Mailing List Archive

Postgresql equivalent of Python's timeit?
Hi,
This is more related to Postgresql than to Python, I hope this is ok.
I want to measure Postgres queries N times, much like Python timeit
(https://docs.python.org/3/library/timeit.html). I know about EXPLAIN
ANALYZE and psql \timing, but there's quite a bit of variation in the
times. Is there a timeit-like function in Postgresql?
Thanks!
Albert-Jan
--
https://mail.python.org/mailman/listinfo/python-list
Re: Postgresql equivalent of Python's timeit? [ In reply to ]
On 2023-09-15 17:42:06 +0200, Albert-Jan Roskam via Python-list wrote:
> This is more related to Postgresql than to Python, I hope this is ok.
> I want to measure Postgres queries N times, much like Python timeit
> (https://docs.python.org/3/library/timeit.html). I know about EXPLAIN
> ANALYZE and psql \timing, but there's quite a bit of variation in the
> times. Is there a timeit-like function in Postgresql?

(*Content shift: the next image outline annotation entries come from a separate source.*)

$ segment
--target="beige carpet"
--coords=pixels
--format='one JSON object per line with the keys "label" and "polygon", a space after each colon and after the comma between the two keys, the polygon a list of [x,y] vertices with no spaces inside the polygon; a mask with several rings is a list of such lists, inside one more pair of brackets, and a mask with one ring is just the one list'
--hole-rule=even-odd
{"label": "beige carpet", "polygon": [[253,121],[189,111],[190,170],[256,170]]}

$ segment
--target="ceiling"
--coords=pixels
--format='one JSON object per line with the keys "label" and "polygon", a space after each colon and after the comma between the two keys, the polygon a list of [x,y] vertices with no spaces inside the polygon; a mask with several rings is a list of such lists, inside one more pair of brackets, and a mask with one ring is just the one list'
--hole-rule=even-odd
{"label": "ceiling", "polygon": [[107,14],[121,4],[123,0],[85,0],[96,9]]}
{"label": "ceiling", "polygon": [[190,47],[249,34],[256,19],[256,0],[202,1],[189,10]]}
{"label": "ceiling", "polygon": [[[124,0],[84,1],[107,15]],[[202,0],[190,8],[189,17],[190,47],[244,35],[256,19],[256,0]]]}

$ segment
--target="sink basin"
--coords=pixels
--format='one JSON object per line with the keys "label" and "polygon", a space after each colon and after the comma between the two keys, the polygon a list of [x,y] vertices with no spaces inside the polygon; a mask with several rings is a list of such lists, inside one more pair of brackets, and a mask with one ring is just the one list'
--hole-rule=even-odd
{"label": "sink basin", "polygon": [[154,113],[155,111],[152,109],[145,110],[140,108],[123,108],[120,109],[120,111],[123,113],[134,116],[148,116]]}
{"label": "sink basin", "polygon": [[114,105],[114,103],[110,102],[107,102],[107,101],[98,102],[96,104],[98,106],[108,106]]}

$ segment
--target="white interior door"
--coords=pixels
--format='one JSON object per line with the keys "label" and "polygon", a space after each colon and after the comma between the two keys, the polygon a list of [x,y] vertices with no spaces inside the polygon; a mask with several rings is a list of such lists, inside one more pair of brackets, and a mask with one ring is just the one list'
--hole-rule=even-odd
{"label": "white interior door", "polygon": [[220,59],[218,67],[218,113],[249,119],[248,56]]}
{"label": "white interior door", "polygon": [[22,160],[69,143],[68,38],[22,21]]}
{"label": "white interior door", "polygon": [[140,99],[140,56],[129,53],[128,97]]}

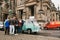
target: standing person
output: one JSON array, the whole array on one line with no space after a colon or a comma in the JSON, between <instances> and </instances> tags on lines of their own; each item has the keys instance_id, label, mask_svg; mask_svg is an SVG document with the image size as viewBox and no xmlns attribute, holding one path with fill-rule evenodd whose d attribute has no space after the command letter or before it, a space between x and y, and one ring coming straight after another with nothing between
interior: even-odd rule
<instances>
[{"instance_id":1,"label":"standing person","mask_svg":"<svg viewBox=\"0 0 60 40\"><path fill-rule=\"evenodd\" d=\"M17 19L17 17L16 17L16 19L15 19L15 35L18 35L17 33L18 33L18 29L19 29L19 21L18 21L18 19Z\"/></svg>"},{"instance_id":2,"label":"standing person","mask_svg":"<svg viewBox=\"0 0 60 40\"><path fill-rule=\"evenodd\" d=\"M5 27L5 35L9 35L9 17L7 17L7 19L4 22L4 27Z\"/></svg>"},{"instance_id":3,"label":"standing person","mask_svg":"<svg viewBox=\"0 0 60 40\"><path fill-rule=\"evenodd\" d=\"M22 20L19 19L19 32L22 32Z\"/></svg>"},{"instance_id":4,"label":"standing person","mask_svg":"<svg viewBox=\"0 0 60 40\"><path fill-rule=\"evenodd\" d=\"M15 28L14 28L15 17L11 17L9 22L10 22L10 34L14 34L14 31L15 31Z\"/></svg>"}]
</instances>

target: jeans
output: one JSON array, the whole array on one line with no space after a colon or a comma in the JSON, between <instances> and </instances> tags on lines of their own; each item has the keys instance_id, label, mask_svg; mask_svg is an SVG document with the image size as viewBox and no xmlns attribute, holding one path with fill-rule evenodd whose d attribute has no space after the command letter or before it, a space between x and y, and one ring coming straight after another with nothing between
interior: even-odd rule
<instances>
[{"instance_id":1,"label":"jeans","mask_svg":"<svg viewBox=\"0 0 60 40\"><path fill-rule=\"evenodd\" d=\"M14 25L10 25L10 34L14 34L15 28Z\"/></svg>"}]
</instances>

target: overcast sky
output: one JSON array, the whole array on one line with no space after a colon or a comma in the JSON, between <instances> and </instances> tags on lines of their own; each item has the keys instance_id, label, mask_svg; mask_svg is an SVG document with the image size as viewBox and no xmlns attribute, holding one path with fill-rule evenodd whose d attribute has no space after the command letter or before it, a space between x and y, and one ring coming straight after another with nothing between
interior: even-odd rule
<instances>
[{"instance_id":1,"label":"overcast sky","mask_svg":"<svg viewBox=\"0 0 60 40\"><path fill-rule=\"evenodd\" d=\"M60 0L52 0L52 2L55 4L56 8L58 7L58 5L60 7Z\"/></svg>"}]
</instances>

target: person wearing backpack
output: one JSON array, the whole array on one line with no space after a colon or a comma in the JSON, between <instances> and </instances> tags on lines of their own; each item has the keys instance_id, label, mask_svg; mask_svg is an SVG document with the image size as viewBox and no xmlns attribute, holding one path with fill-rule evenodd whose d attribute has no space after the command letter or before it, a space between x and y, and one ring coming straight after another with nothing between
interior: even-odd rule
<instances>
[{"instance_id":1,"label":"person wearing backpack","mask_svg":"<svg viewBox=\"0 0 60 40\"><path fill-rule=\"evenodd\" d=\"M18 35L17 33L18 33L18 29L19 29L19 21L18 21L17 17L15 19L14 26L15 26L15 35Z\"/></svg>"},{"instance_id":2,"label":"person wearing backpack","mask_svg":"<svg viewBox=\"0 0 60 40\"><path fill-rule=\"evenodd\" d=\"M5 35L9 35L9 26L10 26L9 18L7 18L4 22Z\"/></svg>"}]
</instances>

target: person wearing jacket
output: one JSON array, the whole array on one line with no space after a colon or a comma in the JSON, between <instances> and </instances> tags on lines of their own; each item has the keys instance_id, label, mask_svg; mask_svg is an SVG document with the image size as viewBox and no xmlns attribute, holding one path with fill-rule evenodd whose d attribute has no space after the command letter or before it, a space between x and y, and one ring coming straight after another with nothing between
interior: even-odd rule
<instances>
[{"instance_id":1,"label":"person wearing jacket","mask_svg":"<svg viewBox=\"0 0 60 40\"><path fill-rule=\"evenodd\" d=\"M4 22L4 27L5 27L5 35L9 35L9 26L10 26L10 23L9 23L9 18L7 18Z\"/></svg>"},{"instance_id":2,"label":"person wearing jacket","mask_svg":"<svg viewBox=\"0 0 60 40\"><path fill-rule=\"evenodd\" d=\"M10 35L14 34L14 31L15 31L15 17L11 17L10 20Z\"/></svg>"}]
</instances>

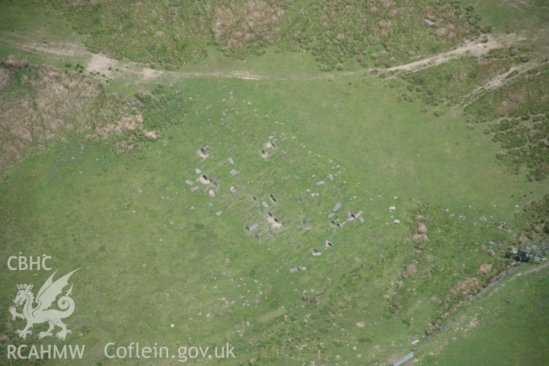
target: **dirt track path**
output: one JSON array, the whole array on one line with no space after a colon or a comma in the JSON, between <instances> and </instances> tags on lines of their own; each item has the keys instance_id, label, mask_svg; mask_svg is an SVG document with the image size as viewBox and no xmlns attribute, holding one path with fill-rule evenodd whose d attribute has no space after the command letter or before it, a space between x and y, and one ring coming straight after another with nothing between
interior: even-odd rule
<instances>
[{"instance_id":1,"label":"dirt track path","mask_svg":"<svg viewBox=\"0 0 549 366\"><path fill-rule=\"evenodd\" d=\"M528 273L531 273L532 272L537 272L537 271L540 271L541 269L542 269L544 268L546 268L547 267L549 267L549 261L546 261L545 263L543 263L542 264L540 264L540 266L538 266L535 268L532 268L531 269L528 269L528 271L525 271L523 272L517 273L517 274L511 277L509 279L509 280L512 281L518 276L523 276L525 274L528 274Z\"/></svg>"},{"instance_id":2,"label":"dirt track path","mask_svg":"<svg viewBox=\"0 0 549 366\"><path fill-rule=\"evenodd\" d=\"M508 47L514 43L517 37L513 35L505 37L495 37L491 36L488 42L480 43L479 40L468 41L464 44L452 50L434 55L430 57L413 61L407 64L394 66L388 69L368 67L352 71L341 72L320 72L315 76L300 76L288 75L277 76L264 74L253 73L243 70L228 70L227 71L211 72L189 72L189 71L166 71L151 69L144 65L135 62L121 63L117 60L110 58L102 54L89 52L80 44L62 43L52 44L48 47L36 43L35 41L22 37L5 40L5 42L16 43L22 49L29 52L38 54L49 54L55 56L80 57L88 60L86 64L87 70L104 74L110 78L116 81L125 78L137 79L138 83L154 81L163 77L167 77L171 80L177 81L185 78L197 77L228 77L249 80L325 80L339 78L344 76L360 75L371 72L374 70L382 71L393 71L398 73L410 72L423 70L440 65L450 60L461 56L469 55L478 57L487 53L492 48ZM113 70L118 69L119 71L115 72Z\"/></svg>"}]
</instances>

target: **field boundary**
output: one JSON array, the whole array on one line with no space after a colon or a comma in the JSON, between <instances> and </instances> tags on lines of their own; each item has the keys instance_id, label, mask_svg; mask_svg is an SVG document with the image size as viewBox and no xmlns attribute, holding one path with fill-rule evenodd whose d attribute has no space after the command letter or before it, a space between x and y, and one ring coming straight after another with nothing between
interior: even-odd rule
<instances>
[{"instance_id":1,"label":"field boundary","mask_svg":"<svg viewBox=\"0 0 549 366\"><path fill-rule=\"evenodd\" d=\"M512 277L509 280L510 281L513 280L517 277L517 276L520 276L524 274L528 274L528 273L531 273L532 272L536 272L547 267L549 267L549 260L546 261L545 263L542 263L539 266L537 266L535 268L531 268L527 271L525 271L523 272L519 272L518 273L517 273L513 277ZM494 277L490 281L490 283L488 285L486 285L486 286L480 291L480 292L479 292L478 294L473 296L470 300L469 300L468 303L466 303L465 307L463 308L462 312L458 316L452 317L452 319L447 320L444 324L443 324L440 328L439 328L439 329L438 329L438 331L435 331L435 333L429 334L426 337L422 339L420 341L419 344L417 346L416 346L412 352L411 352L406 356L401 358L396 363L391 363L389 364L390 364L391 366L396 366L397 365L400 365L401 363L402 363L401 361L403 361L403 360L404 361L407 361L410 358L411 358L414 356L415 356L425 346L429 344L429 341L431 340L431 338L436 339L436 337L438 337L439 335L440 335L441 333L443 333L448 329L450 329L452 325L457 323L458 321L461 320L463 318L463 317L464 317L469 313L470 308L473 305L475 305L479 301L481 301L483 299L484 299L484 297L488 296L488 295L483 296L481 296L480 295L485 293L489 289L493 289L494 286L497 285L500 282L501 282L502 280L503 280L504 278L507 277L509 274L513 273L517 268L518 266L513 267L511 268L509 268L508 270L505 271L505 273L500 273L500 274L498 274L497 275Z\"/></svg>"}]
</instances>

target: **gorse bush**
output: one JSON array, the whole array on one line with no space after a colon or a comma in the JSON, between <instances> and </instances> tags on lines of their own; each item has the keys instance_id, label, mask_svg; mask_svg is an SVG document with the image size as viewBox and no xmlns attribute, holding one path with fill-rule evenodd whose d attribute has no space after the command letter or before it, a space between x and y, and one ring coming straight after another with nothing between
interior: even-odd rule
<instances>
[{"instance_id":1,"label":"gorse bush","mask_svg":"<svg viewBox=\"0 0 549 366\"><path fill-rule=\"evenodd\" d=\"M70 136L112 139L116 150L138 150L158 132L145 129L128 98L106 94L76 71L30 65L13 56L0 63L0 172Z\"/></svg>"},{"instance_id":2,"label":"gorse bush","mask_svg":"<svg viewBox=\"0 0 549 366\"><path fill-rule=\"evenodd\" d=\"M509 255L520 262L539 262L549 252L549 239L537 238L527 243L519 243L509 250Z\"/></svg>"}]
</instances>

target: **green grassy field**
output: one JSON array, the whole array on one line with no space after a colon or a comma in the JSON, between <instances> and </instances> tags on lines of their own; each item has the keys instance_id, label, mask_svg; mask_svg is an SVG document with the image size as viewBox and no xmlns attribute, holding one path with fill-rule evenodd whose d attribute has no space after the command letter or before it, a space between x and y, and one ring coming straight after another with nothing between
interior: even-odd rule
<instances>
[{"instance_id":1,"label":"green grassy field","mask_svg":"<svg viewBox=\"0 0 549 366\"><path fill-rule=\"evenodd\" d=\"M408 91L406 83L391 87L390 81L350 59L343 61L346 73L323 72L308 51L278 52L288 49L282 41L266 47L262 56L243 53L243 59L206 42L207 56L177 71L153 72L135 63L148 60L131 57L99 66L93 52L103 50L91 45L110 36L79 34L70 25L77 14L52 9L46 14L44 4L0 3L9 10L0 12L0 57L52 65L63 70L56 77L62 80L67 72L71 81L81 77L99 92L91 98L69 93L67 100L85 109L56 105L47 115L66 120L74 129L30 144L32 153L13 158L2 171L0 252L4 262L20 252L52 256L61 274L83 268L71 277L76 307L66 323L72 334L65 341L39 340L46 325L36 325L21 340L14 330L24 321L12 321L6 311L0 364L27 364L7 360L6 345L21 344L86 345L80 364L142 364L104 354L108 342L135 341L170 350L227 342L236 347L236 359L189 359L192 363L389 364L508 268L509 247L531 224L546 228L538 208L546 199L526 213L522 209L542 200L547 181L529 180L521 170L513 174L496 159L502 148L494 136L467 128L470 110L481 104L464 111L460 101L440 103L438 117L432 104L429 112L422 111L421 98L399 101ZM82 21L93 19L85 15ZM42 37L45 50L37 46ZM529 55L535 58L537 52ZM471 58L440 66L477 72L442 97L459 99L485 82L485 69L477 69ZM501 63L508 67L512 62ZM45 98L40 84L22 82L30 69L10 67L2 66L15 81L7 82L2 112L22 96ZM433 70L439 69L404 79L413 79L414 86L436 79L440 83L430 92L436 95L448 80L436 79ZM547 111L542 103L536 105L536 114ZM48 110L33 110L46 115ZM136 115L143 119L135 131L117 133L113 127L104 138L86 138ZM155 132L155 138L147 131ZM133 143L140 148L130 151ZM208 156L202 157L199 149L206 146ZM197 168L217 184L201 182ZM238 172L232 175L233 169ZM342 207L334 211L338 202ZM359 211L363 223L348 221L353 218L348 212ZM245 228L254 223L253 232ZM416 237L424 224L427 241ZM322 255L313 256L315 251ZM306 270L290 271L300 266ZM0 271L0 303L6 308L15 284L36 288L51 275L5 266ZM538 333L526 331L546 307L546 269L506 278L475 309L483 328L442 334L438 344L444 347L430 344L418 362L464 364L476 354L486 357L483 364L492 359L545 364L547 324L540 322ZM529 307L513 313L516 305ZM505 316L496 313L500 307L508 309ZM520 323L508 319L519 317ZM527 354L530 344L535 352ZM481 356L486 347L492 348ZM475 352L464 354L467 349Z\"/></svg>"},{"instance_id":2,"label":"green grassy field","mask_svg":"<svg viewBox=\"0 0 549 366\"><path fill-rule=\"evenodd\" d=\"M436 344L424 348L428 352L418 362L546 364L549 325L539 316L547 312L548 278L545 268L503 281L497 291L489 292L488 299L477 302L460 323L441 334Z\"/></svg>"}]
</instances>

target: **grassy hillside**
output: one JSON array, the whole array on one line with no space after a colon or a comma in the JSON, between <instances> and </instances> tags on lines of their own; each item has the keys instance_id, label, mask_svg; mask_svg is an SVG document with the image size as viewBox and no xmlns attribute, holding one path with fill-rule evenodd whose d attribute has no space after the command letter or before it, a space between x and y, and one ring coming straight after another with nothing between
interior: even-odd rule
<instances>
[{"instance_id":1,"label":"grassy hillside","mask_svg":"<svg viewBox=\"0 0 549 366\"><path fill-rule=\"evenodd\" d=\"M546 240L544 48L492 14L496 30L438 1L0 5L0 254L83 266L72 333L21 340L6 312L2 362L7 344L79 344L81 361L37 363L133 364L103 347L138 341L236 347L191 363L388 364ZM5 307L51 274L0 273ZM546 327L524 324L545 275L506 278L481 330L460 323L419 362L495 338L486 364L542 364Z\"/></svg>"}]
</instances>

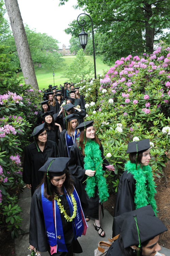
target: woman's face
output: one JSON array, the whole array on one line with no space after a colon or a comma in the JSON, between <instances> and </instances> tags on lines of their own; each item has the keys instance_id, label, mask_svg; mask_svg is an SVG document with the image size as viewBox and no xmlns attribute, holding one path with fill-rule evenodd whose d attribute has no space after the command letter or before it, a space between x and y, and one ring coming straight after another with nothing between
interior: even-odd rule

Why not simply call it n times from Python?

(But be aware that calling the same query n times in a row is likely to be
unrealistically fast because most of the data will already be in
memory.)

hp

--
_ | Peter J. Holzer | Story must make more sense than reality.
|_|_) | |
| | | hjp@hjp.at | -- Charles Stross, "Creative writing
__/ | http://www.hjp.at/ | challenge!"
Re: Postgresql equivalent of Python's timeit? [ In reply to ]
On Sep 15, 2023 19:45, "Peter J. Holzer via Python-list"
<python-list@python.org> wrote:

On 2023-09-15 17:42:06 +0200, Albert-Jan Roskam via Python-list wrote:
>    This is more related to Postgresql than to Python, I hope this is
ok.
>    I want to measure Postgres queries N times, much like Python timeit
>    (https://docs.python.org/3/library/timeit.html). I know about
EXPLAIN
>    ANALYZE and psql \timing, but there's quite a bit of variation in
the
>    times. Is there a timeit-like function in Postgresql?

Why not simply call it n times from Python?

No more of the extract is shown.